We showed that pleural effusion was the most frequent finding in patients with SLE which is in contrast to Fenlon et al's findings (7). This may be due to the variable severity of systemic lupus erythematosus in patients. We studied patients admitted to hospital but they worked on outpatients suffering from SLE.

In our patients with scleroderma, interstitial tissue involvement was the most common finding similar to Goldin et al's study (8). In patients with polymyositis and dermatomyositis, interstitial tissue involvement was the most common finding similar to Ikezoe et al's study (9).

In Sjogren's syndrome, interstitial involvement was the most common finding in our study which is in accord with Koyama et al's study (10).
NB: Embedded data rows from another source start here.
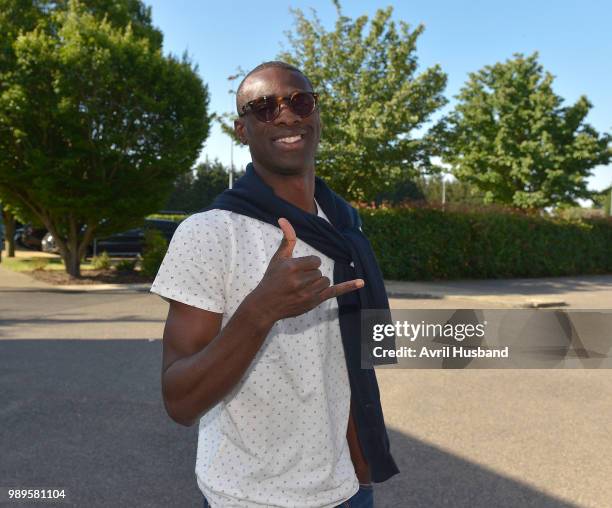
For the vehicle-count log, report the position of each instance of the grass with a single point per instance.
(48, 263)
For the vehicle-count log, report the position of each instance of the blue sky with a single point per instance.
(573, 38)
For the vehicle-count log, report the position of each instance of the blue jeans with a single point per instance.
(363, 499)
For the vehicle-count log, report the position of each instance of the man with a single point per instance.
(256, 346)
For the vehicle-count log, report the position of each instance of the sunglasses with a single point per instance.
(267, 108)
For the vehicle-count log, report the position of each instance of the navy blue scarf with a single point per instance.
(342, 241)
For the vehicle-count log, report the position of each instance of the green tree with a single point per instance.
(197, 189)
(95, 122)
(456, 192)
(511, 136)
(372, 99)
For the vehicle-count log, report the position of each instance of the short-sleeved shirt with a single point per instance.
(278, 439)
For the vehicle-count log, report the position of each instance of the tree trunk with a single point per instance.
(72, 259)
(72, 262)
(9, 232)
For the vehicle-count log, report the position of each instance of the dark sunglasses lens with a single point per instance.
(302, 104)
(265, 111)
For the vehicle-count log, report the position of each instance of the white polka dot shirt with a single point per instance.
(278, 439)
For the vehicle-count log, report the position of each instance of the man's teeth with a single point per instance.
(292, 139)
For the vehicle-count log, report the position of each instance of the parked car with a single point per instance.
(29, 237)
(127, 243)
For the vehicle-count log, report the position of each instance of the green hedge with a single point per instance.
(421, 243)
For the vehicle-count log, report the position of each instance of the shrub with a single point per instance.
(423, 243)
(155, 247)
(126, 265)
(101, 262)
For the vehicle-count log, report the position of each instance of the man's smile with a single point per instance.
(294, 141)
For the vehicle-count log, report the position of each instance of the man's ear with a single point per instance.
(240, 130)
Our study had several limitations. We did not evaluate the duration of disease, history of smoking or disease activity or severity in our patients because of incomplete patient records.

In conclusion, the most frequent HRCT finding in patients with connective tissue disease was interstitial tissue involvement.

Acknowledgement

The authors would like to thank Mashhad University of Medical Sciences for financially supporting this manuscript.